The consumer market for electric vehicles is to be investigated by Aberdeen experts.
Vehicles which run purely on battery or hybrid vehicles which use a combination of plug-in batteries and fuel could play a major role in reducing carbon emissions in the future.
The University of Aberdeen’s Centre for Transport Research has been awarded funding by the UK Energy Technologies Institute (ETI) to explore who will buy and use this type of vehicle.
The outcomes of the study will feed into ETI’s plans for the world's most extensive evaluation of consumer's attitudes to plug-in vehicles enabling effective investment.
How much people would be willing to pay, how it would fit into their current travel patterns and potential consumer anxiety towards the new technology will be investigated.
Identifying the types of people who are most likely to become early adopters of electric vehicles - such as the plug-in car - will also be a key focus of the research.
Dr Jillian Anable who is leading the Aberdeen study said: “Identifying the key factors which will influence consumers to purchase electric vehicles and plug-in hybrid electric vehicles will be crucial to successfully rolling out the concept to the wider market.
“Our research will focus on building a profile of the types of people who would buy this kind of vehicle – from their attitudes, through to their age groups and whether they live rurally or in the city. We also need to understand whether people might use these vehicles differently to the ones they own now.
“The practicalities of using an electric vehicle will be explored looking at, for example, how long people are willing to wait for the vehicle to charge and whether they are most likely to charge them at home, at the supermarket or at work.
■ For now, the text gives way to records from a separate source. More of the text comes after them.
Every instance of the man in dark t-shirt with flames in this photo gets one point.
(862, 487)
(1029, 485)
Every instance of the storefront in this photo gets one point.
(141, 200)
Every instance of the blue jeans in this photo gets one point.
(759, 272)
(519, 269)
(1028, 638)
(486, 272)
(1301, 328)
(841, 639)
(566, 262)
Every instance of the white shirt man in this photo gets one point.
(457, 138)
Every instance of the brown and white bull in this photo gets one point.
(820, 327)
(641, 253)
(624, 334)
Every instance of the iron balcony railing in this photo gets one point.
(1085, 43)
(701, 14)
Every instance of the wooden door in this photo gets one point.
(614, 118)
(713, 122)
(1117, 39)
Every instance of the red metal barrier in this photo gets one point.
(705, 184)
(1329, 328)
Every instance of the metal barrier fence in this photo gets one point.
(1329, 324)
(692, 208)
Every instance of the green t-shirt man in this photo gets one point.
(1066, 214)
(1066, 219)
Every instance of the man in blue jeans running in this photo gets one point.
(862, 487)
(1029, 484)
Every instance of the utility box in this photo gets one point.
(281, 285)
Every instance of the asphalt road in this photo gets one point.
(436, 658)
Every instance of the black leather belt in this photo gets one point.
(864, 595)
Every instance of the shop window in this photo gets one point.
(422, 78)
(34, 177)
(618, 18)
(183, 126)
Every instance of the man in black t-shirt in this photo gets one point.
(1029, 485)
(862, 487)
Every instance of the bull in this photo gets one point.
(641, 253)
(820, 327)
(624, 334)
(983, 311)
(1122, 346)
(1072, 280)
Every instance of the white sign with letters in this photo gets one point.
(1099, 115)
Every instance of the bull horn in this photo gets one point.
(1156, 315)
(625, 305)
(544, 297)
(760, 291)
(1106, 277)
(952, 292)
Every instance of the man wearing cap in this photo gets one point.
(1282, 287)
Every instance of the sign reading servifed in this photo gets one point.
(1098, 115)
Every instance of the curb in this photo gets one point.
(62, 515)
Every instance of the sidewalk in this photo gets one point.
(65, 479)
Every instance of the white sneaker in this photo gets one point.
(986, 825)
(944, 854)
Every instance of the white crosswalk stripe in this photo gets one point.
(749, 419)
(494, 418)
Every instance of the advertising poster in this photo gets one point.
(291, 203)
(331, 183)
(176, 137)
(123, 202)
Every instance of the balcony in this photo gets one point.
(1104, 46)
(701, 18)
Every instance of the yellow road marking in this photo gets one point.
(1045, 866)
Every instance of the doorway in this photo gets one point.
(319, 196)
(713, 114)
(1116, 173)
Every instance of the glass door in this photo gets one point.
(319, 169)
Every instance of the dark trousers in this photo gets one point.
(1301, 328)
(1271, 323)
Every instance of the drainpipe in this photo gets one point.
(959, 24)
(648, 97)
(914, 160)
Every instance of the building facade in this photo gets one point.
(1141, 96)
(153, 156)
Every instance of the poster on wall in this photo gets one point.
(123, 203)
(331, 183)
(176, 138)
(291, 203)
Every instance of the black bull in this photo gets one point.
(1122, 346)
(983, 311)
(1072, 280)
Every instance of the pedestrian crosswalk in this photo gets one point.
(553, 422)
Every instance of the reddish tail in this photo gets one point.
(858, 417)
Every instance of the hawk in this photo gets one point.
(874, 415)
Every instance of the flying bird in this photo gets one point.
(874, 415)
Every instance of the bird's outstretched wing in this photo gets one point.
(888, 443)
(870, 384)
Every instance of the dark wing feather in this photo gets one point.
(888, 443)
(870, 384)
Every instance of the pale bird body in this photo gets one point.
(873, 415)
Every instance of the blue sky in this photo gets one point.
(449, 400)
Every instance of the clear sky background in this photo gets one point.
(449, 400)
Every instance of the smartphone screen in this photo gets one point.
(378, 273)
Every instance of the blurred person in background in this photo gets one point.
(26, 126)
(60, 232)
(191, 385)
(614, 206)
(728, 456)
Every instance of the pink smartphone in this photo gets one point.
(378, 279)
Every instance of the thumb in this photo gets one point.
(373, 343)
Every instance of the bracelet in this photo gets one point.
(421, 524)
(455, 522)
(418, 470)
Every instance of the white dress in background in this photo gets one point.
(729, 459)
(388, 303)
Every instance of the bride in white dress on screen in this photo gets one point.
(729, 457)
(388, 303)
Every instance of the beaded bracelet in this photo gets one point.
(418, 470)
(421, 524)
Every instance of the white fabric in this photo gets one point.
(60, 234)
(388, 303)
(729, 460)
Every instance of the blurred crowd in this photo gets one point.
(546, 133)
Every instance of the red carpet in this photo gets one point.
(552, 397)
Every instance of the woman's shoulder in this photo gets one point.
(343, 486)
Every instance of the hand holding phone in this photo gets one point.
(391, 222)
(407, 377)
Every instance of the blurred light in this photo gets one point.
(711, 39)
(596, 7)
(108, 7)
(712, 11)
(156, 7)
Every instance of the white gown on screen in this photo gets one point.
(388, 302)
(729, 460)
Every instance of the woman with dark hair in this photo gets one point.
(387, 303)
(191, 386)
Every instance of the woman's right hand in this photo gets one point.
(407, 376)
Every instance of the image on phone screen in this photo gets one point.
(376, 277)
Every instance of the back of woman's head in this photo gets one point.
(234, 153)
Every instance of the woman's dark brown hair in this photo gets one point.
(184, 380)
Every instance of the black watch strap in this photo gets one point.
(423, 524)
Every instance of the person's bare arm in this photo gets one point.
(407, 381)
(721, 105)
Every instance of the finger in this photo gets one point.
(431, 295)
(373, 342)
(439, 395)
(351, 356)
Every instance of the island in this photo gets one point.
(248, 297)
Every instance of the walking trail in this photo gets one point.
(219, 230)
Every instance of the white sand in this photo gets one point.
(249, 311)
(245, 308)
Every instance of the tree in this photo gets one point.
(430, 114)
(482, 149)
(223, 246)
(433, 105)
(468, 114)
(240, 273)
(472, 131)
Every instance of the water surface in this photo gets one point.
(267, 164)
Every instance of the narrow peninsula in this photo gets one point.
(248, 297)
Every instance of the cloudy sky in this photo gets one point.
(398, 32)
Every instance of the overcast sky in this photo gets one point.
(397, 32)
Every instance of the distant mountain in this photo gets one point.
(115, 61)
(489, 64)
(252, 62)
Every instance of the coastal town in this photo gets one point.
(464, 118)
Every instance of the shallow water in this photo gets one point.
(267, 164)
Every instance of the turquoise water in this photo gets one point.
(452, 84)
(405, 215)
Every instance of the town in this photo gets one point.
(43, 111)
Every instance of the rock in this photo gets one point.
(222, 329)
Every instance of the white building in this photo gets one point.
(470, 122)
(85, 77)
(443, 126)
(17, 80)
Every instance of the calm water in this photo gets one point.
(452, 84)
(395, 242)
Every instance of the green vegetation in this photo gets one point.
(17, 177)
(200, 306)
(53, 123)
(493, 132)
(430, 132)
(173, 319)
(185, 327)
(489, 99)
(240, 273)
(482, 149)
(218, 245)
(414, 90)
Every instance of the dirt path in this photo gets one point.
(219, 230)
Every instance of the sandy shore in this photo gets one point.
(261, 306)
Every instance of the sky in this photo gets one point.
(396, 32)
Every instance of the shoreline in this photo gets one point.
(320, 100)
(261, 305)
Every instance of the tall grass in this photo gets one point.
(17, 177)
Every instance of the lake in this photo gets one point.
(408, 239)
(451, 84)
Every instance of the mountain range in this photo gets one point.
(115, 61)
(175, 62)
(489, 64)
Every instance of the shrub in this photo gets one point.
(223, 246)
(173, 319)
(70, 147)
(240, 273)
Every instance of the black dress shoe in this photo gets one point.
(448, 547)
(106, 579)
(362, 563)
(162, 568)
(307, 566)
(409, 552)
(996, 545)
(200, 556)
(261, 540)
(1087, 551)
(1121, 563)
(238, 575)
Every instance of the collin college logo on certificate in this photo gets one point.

“We hope our research – which will take place throughout the UK - will identify the type of person who may become an early or future adopter of the technology.”
The University of Aberdeen is one of 6 partners undertaking research as part of ETI’s £11 million low carbon vehicle plan to support the roll-out of plug-in electric vehicles to the UK market.
The project is led by Ricardo and also involves: Transport Research Laboratory, Shell, Element Energy and the University of Sussex.